Data Transfer Time can be obtained according to the following formula:
$T(n)=n_{0}+\frac{n}{B}$

In this equation, n is the amount of data (e.g., in bytes), B is the transfer rate (bandwidth) in bytes per second and n 0 is the start-up cost. Actually, bandwidth depends on the transfer size.
However, asymptotic bandwidth is the bandwidth of a system taking into account the infinite number of data communication. Therefore, when $n$ goes to infinity we can easily neglect the effect of $n_{0}$. Eventually, we obtain the following formula for $B$ :

$$
\mathrm{B}=\lim _{n \rightarrow \infty} \frac{n}{T(n)}
$$

Now, we are supposed to find the related message size for reaching half of the peak bandwidth. The easiest way to obtain the message size is using two previous formulas in the following way:

$$
\frac{1}{2} B=\frac{n_{\frac{1}{2}}}{n_{0}+\frac{\frac{1}{2}}{B}}
$$

By solving above equation, we can reach to this equation
$\mathrm{N}_{1 / 2}=\mathrm{Bn}_{0}$
In this question we have:
$\mathrm{T} 0=20000$
$\mathrm{B}=900 \mathrm{MB} / \mathrm{s}$
$n_{\frac{1}{2}}=20,000 \mathrm{~ns} \times 900 \mathrm{MB} / \mathrm{s}=20,000 \times 10^{-9} \times 900 \times 2^{20} \cong 18874.368$ Byte

5- We are going to find the average of elements in grid of ( $n * n$ ). Each element of this grid may be a mathematical expression. Therefore, every element of this grid requires computation. Based on the Amdhal's law compute the speed up of using K processors in these two following situation:
a. Each processor has its own private value for holding the sum.
b. The processors have to use one shared value to keep tracking of the sum. That is, every processor should sum its result to the shared variable of sum.

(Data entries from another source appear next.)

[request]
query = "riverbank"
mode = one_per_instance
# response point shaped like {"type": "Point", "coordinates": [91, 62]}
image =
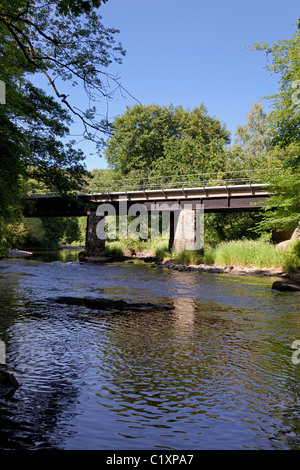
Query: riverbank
{"type": "Point", "coordinates": [232, 269]}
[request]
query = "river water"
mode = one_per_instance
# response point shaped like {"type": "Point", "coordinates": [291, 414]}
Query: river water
{"type": "Point", "coordinates": [214, 370]}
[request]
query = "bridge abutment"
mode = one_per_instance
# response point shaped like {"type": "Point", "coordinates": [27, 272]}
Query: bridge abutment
{"type": "Point", "coordinates": [94, 246]}
{"type": "Point", "coordinates": [185, 230]}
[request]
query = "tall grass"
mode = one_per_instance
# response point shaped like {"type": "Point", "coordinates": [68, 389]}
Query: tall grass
{"type": "Point", "coordinates": [259, 253]}
{"type": "Point", "coordinates": [249, 252]}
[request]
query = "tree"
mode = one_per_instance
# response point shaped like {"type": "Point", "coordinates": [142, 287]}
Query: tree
{"type": "Point", "coordinates": [65, 42]}
{"type": "Point", "coordinates": [154, 140]}
{"type": "Point", "coordinates": [283, 210]}
{"type": "Point", "coordinates": [64, 46]}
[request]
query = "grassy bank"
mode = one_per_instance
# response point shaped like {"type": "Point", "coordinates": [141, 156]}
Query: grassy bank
{"type": "Point", "coordinates": [256, 253]}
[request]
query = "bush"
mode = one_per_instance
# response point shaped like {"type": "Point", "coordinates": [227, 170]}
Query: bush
{"type": "Point", "coordinates": [292, 257]}
{"type": "Point", "coordinates": [188, 257]}
{"type": "Point", "coordinates": [114, 249]}
{"type": "Point", "coordinates": [249, 252]}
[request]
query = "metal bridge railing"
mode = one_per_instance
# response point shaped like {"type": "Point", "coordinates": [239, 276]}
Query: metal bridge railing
{"type": "Point", "coordinates": [202, 180]}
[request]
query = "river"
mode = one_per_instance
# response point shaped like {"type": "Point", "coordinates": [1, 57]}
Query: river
{"type": "Point", "coordinates": [210, 368]}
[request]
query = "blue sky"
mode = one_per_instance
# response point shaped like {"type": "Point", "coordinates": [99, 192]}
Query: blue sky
{"type": "Point", "coordinates": [190, 52]}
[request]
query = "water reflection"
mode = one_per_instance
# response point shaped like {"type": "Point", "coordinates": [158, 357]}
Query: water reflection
{"type": "Point", "coordinates": [213, 372]}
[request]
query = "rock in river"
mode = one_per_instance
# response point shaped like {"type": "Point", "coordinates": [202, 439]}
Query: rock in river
{"type": "Point", "coordinates": [284, 286]}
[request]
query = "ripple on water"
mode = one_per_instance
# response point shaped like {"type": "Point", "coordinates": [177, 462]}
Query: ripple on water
{"type": "Point", "coordinates": [213, 372]}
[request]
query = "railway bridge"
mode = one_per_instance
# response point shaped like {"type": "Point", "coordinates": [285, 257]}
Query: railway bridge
{"type": "Point", "coordinates": [183, 198]}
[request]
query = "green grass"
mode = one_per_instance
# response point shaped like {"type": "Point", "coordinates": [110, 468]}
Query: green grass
{"type": "Point", "coordinates": [248, 252]}
{"type": "Point", "coordinates": [258, 253]}
{"type": "Point", "coordinates": [255, 253]}
{"type": "Point", "coordinates": [114, 249]}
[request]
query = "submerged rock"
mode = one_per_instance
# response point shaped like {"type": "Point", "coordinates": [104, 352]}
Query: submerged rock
{"type": "Point", "coordinates": [285, 286]}
{"type": "Point", "coordinates": [85, 256]}
{"type": "Point", "coordinates": [7, 378]}
{"type": "Point", "coordinates": [109, 304]}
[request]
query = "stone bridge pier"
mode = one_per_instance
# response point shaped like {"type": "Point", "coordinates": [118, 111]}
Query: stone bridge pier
{"type": "Point", "coordinates": [185, 229]}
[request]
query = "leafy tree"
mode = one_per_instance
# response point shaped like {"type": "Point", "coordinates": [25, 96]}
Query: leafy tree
{"type": "Point", "coordinates": [64, 42]}
{"type": "Point", "coordinates": [252, 140]}
{"type": "Point", "coordinates": [283, 211]}
{"type": "Point", "coordinates": [154, 140]}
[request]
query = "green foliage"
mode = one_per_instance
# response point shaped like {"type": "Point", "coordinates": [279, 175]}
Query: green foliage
{"type": "Point", "coordinates": [78, 6]}
{"type": "Point", "coordinates": [284, 121]}
{"type": "Point", "coordinates": [114, 249]}
{"type": "Point", "coordinates": [292, 257]}
{"type": "Point", "coordinates": [155, 140]}
{"type": "Point", "coordinates": [248, 252]}
{"type": "Point", "coordinates": [220, 227]}
{"type": "Point", "coordinates": [188, 257]}
{"type": "Point", "coordinates": [58, 41]}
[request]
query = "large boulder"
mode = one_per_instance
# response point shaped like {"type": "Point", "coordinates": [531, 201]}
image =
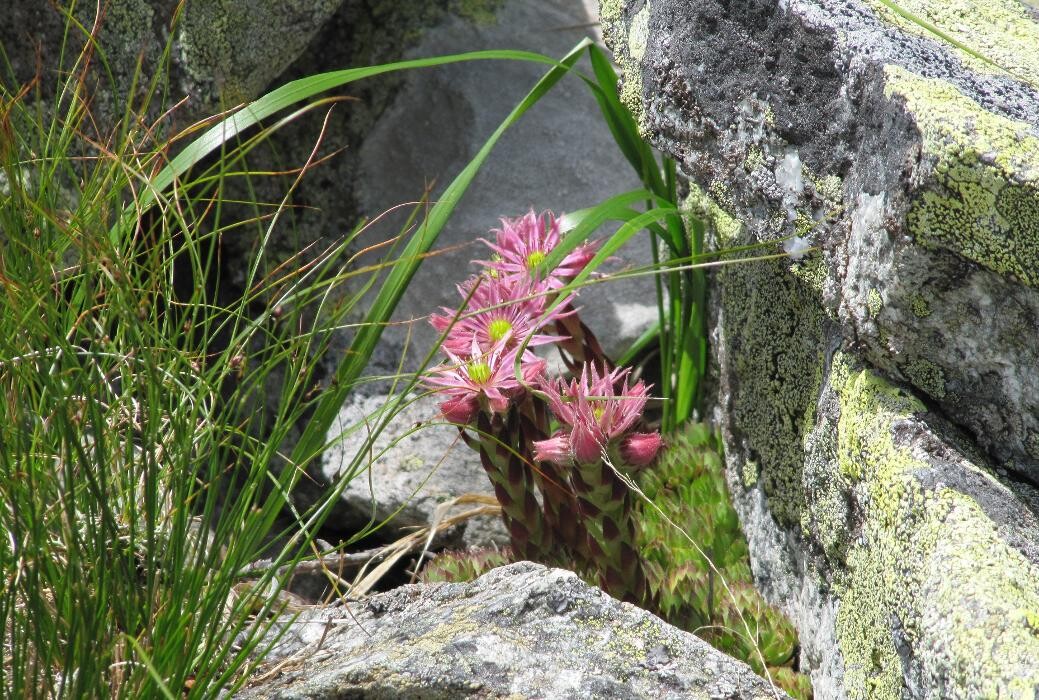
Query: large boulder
{"type": "Point", "coordinates": [559, 157]}
{"type": "Point", "coordinates": [518, 631]}
{"type": "Point", "coordinates": [879, 397]}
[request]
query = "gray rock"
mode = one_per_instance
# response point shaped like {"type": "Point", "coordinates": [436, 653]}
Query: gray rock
{"type": "Point", "coordinates": [521, 630]}
{"type": "Point", "coordinates": [878, 397]}
{"type": "Point", "coordinates": [416, 463]}
{"type": "Point", "coordinates": [559, 157]}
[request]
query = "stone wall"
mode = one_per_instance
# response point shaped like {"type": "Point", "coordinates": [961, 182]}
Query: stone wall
{"type": "Point", "coordinates": [879, 395]}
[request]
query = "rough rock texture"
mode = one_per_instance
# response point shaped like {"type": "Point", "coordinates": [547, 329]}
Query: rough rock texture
{"type": "Point", "coordinates": [559, 157]}
{"type": "Point", "coordinates": [520, 631]}
{"type": "Point", "coordinates": [879, 397]}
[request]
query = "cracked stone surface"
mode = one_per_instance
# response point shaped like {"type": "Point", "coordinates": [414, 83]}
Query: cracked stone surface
{"type": "Point", "coordinates": [521, 630]}
{"type": "Point", "coordinates": [560, 157]}
{"type": "Point", "coordinates": [878, 396]}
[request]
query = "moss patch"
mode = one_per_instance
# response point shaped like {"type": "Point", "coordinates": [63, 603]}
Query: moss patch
{"type": "Point", "coordinates": [986, 204]}
{"type": "Point", "coordinates": [930, 573]}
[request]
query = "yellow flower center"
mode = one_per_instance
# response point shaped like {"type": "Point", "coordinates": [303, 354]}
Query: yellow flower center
{"type": "Point", "coordinates": [535, 259]}
{"type": "Point", "coordinates": [478, 372]}
{"type": "Point", "coordinates": [499, 328]}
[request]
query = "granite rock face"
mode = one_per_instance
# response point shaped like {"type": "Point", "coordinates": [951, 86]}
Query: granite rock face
{"type": "Point", "coordinates": [559, 157]}
{"type": "Point", "coordinates": [879, 396]}
{"type": "Point", "coordinates": [520, 630]}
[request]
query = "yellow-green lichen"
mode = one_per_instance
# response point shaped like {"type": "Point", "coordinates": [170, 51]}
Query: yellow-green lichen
{"type": "Point", "coordinates": [986, 204]}
{"type": "Point", "coordinates": [1001, 34]}
{"type": "Point", "coordinates": [629, 44]}
{"type": "Point", "coordinates": [609, 10]}
{"type": "Point", "coordinates": [241, 45]}
{"type": "Point", "coordinates": [830, 189]}
{"type": "Point", "coordinates": [638, 34]}
{"type": "Point", "coordinates": [803, 224]}
{"type": "Point", "coordinates": [754, 159]}
{"type": "Point", "coordinates": [929, 568]}
{"type": "Point", "coordinates": [927, 376]}
{"type": "Point", "coordinates": [719, 191]}
{"type": "Point", "coordinates": [874, 302]}
{"type": "Point", "coordinates": [727, 230]}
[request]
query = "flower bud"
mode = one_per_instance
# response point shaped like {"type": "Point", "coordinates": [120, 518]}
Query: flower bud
{"type": "Point", "coordinates": [640, 449]}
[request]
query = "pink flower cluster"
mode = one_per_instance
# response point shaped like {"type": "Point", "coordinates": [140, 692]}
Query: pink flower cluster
{"type": "Point", "coordinates": [597, 410]}
{"type": "Point", "coordinates": [507, 313]}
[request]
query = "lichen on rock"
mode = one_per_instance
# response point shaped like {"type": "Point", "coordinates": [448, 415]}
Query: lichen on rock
{"type": "Point", "coordinates": [879, 399]}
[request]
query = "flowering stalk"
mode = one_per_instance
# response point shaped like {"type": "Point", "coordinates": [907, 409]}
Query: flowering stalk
{"type": "Point", "coordinates": [511, 477]}
{"type": "Point", "coordinates": [598, 412]}
{"type": "Point", "coordinates": [585, 514]}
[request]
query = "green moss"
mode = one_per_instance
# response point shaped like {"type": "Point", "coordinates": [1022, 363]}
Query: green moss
{"type": "Point", "coordinates": [918, 305]}
{"type": "Point", "coordinates": [927, 376]}
{"type": "Point", "coordinates": [688, 484]}
{"type": "Point", "coordinates": [930, 560]}
{"type": "Point", "coordinates": [811, 271]}
{"type": "Point", "coordinates": [749, 474]}
{"type": "Point", "coordinates": [1002, 31]}
{"type": "Point", "coordinates": [874, 302]}
{"type": "Point", "coordinates": [986, 205]}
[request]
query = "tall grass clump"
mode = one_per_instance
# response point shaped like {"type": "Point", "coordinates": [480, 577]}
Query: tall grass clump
{"type": "Point", "coordinates": [150, 415]}
{"type": "Point", "coordinates": [154, 422]}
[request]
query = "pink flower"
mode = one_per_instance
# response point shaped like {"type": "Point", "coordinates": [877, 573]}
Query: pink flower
{"type": "Point", "coordinates": [460, 409]}
{"type": "Point", "coordinates": [640, 449]}
{"type": "Point", "coordinates": [503, 311]}
{"type": "Point", "coordinates": [556, 449]}
{"type": "Point", "coordinates": [524, 243]}
{"type": "Point", "coordinates": [484, 380]}
{"type": "Point", "coordinates": [596, 410]}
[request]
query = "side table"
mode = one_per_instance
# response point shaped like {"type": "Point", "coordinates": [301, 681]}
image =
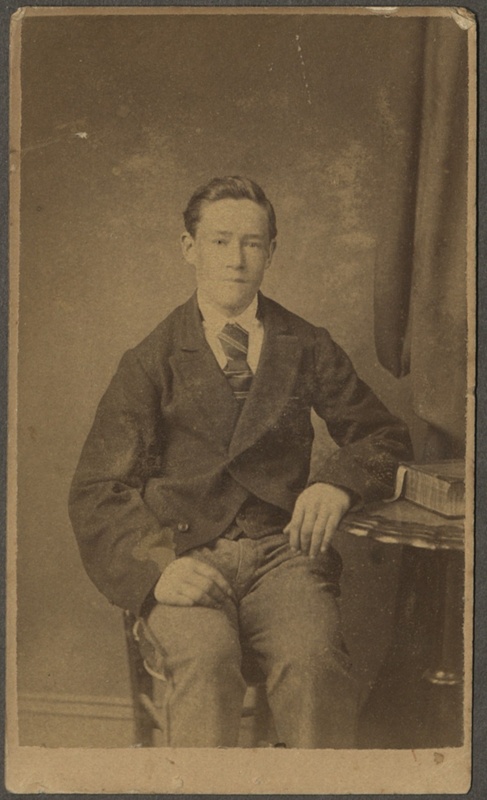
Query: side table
{"type": "Point", "coordinates": [417, 699]}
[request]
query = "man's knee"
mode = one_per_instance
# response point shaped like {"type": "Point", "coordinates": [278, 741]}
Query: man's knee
{"type": "Point", "coordinates": [311, 660]}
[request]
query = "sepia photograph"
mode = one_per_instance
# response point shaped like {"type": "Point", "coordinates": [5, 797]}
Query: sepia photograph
{"type": "Point", "coordinates": [241, 400]}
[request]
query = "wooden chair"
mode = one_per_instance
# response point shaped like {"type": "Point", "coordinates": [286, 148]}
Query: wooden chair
{"type": "Point", "coordinates": [147, 687]}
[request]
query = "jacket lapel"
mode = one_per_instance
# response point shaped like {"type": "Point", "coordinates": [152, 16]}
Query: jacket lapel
{"type": "Point", "coordinates": [207, 387]}
{"type": "Point", "coordinates": [273, 382]}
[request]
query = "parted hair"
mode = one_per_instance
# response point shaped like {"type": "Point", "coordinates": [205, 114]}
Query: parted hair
{"type": "Point", "coordinates": [232, 187]}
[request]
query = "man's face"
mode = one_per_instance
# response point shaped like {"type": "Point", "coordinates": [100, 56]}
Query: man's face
{"type": "Point", "coordinates": [230, 252]}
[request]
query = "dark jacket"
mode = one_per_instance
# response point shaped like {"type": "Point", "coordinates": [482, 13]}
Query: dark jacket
{"type": "Point", "coordinates": [170, 458]}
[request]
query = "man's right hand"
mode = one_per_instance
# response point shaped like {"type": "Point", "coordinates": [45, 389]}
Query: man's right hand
{"type": "Point", "coordinates": [190, 582]}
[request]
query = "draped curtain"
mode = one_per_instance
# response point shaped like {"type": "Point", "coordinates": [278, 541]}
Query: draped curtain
{"type": "Point", "coordinates": [420, 313]}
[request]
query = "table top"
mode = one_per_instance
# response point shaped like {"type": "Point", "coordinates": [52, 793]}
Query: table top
{"type": "Point", "coordinates": [403, 522]}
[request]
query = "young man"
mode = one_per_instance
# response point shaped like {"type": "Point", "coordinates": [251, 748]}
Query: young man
{"type": "Point", "coordinates": [192, 503]}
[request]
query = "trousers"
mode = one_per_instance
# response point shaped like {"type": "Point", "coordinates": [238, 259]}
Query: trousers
{"type": "Point", "coordinates": [283, 616]}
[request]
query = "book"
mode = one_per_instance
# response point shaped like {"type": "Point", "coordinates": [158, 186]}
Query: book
{"type": "Point", "coordinates": [403, 522]}
{"type": "Point", "coordinates": [439, 487]}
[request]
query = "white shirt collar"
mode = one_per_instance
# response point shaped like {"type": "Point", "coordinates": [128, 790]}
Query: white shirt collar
{"type": "Point", "coordinates": [216, 321]}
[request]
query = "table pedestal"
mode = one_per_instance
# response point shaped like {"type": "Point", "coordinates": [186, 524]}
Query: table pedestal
{"type": "Point", "coordinates": [417, 700]}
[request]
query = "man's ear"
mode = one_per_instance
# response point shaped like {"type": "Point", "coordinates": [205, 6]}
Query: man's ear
{"type": "Point", "coordinates": [272, 249]}
{"type": "Point", "coordinates": [187, 247]}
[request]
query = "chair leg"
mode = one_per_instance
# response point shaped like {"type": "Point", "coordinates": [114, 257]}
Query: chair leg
{"type": "Point", "coordinates": [140, 685]}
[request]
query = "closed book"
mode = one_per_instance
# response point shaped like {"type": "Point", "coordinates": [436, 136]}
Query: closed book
{"type": "Point", "coordinates": [439, 487]}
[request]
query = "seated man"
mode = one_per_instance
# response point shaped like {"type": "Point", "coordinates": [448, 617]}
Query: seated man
{"type": "Point", "coordinates": [192, 502]}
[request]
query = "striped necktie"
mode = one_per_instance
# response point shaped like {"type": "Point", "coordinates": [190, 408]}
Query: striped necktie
{"type": "Point", "coordinates": [235, 343]}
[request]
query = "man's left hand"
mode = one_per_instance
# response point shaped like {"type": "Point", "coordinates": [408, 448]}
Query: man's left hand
{"type": "Point", "coordinates": [316, 516]}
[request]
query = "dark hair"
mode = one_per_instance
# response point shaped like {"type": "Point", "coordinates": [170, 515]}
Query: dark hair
{"type": "Point", "coordinates": [233, 187]}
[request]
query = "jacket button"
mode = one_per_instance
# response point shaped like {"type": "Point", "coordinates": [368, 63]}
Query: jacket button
{"type": "Point", "coordinates": [183, 527]}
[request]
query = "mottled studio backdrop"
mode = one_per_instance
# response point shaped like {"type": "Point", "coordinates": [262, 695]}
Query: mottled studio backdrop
{"type": "Point", "coordinates": [122, 117]}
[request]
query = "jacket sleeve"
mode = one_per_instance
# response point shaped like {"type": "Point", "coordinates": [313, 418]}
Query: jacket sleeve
{"type": "Point", "coordinates": [122, 544]}
{"type": "Point", "coordinates": [371, 440]}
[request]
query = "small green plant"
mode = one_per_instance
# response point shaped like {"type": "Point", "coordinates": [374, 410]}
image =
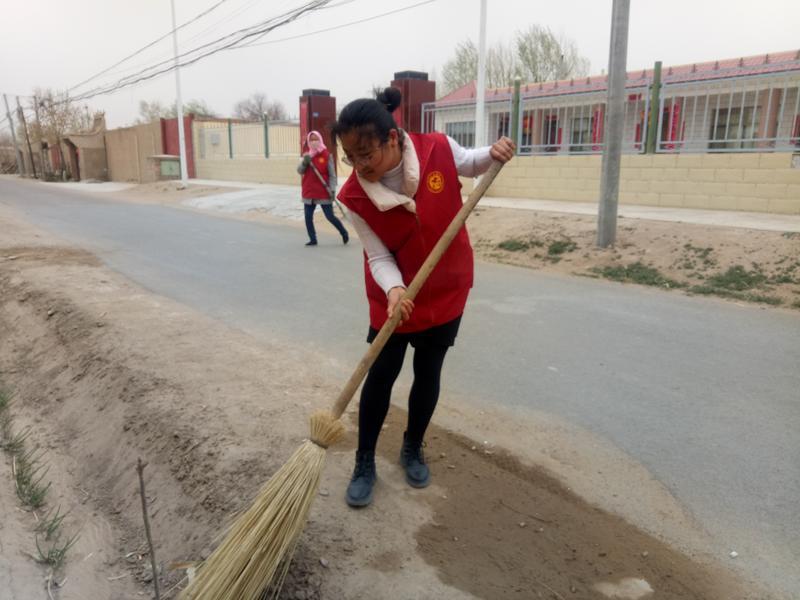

In this question you are supposed to figure out the effect of decomposition. Here, we have $n^{2}$ elements and $K$ processors. So each processor could compute $\frac{n^{2}}{K}$ additions. If processors do not have a private variable, they have to add sequentially to the global variable the result of their intermediate additions. Hence, the below equation goes with $T(K)$ :
$T(K)=\frac{n^{2}}{K}+n^{2}+1$; therefore the maximum speedup is limited to :

$$
\lim _{K \rightarrow \infty} \frac{T(1)}{T(K)}=\lim _{k \rightarrow \infty} \frac{2 n^{2}}{\frac{n^{2}}{K}+n^{2}+1}=\frac{2 n^{2}}{n^{2}+1}<2
$$

However, when each processor has a private sum the following formula goes with the speed up of N parallel processors. In this case, processors do not have to use the global sum sequentially. They use our own private sum keeping the result of intermediate additions.
$\lim _{K \rightarrow \infty} \frac{T(1)}{T(K)}=\lim _{k \rightarrow \infty} \frac{2 n^{2}}{\frac{n^{2}}{K}+\frac{n^{2}}{K}+1}=\frac{n^{2}}{\frac{n^{2}}{k}+\frac{1}{2}} \cong k$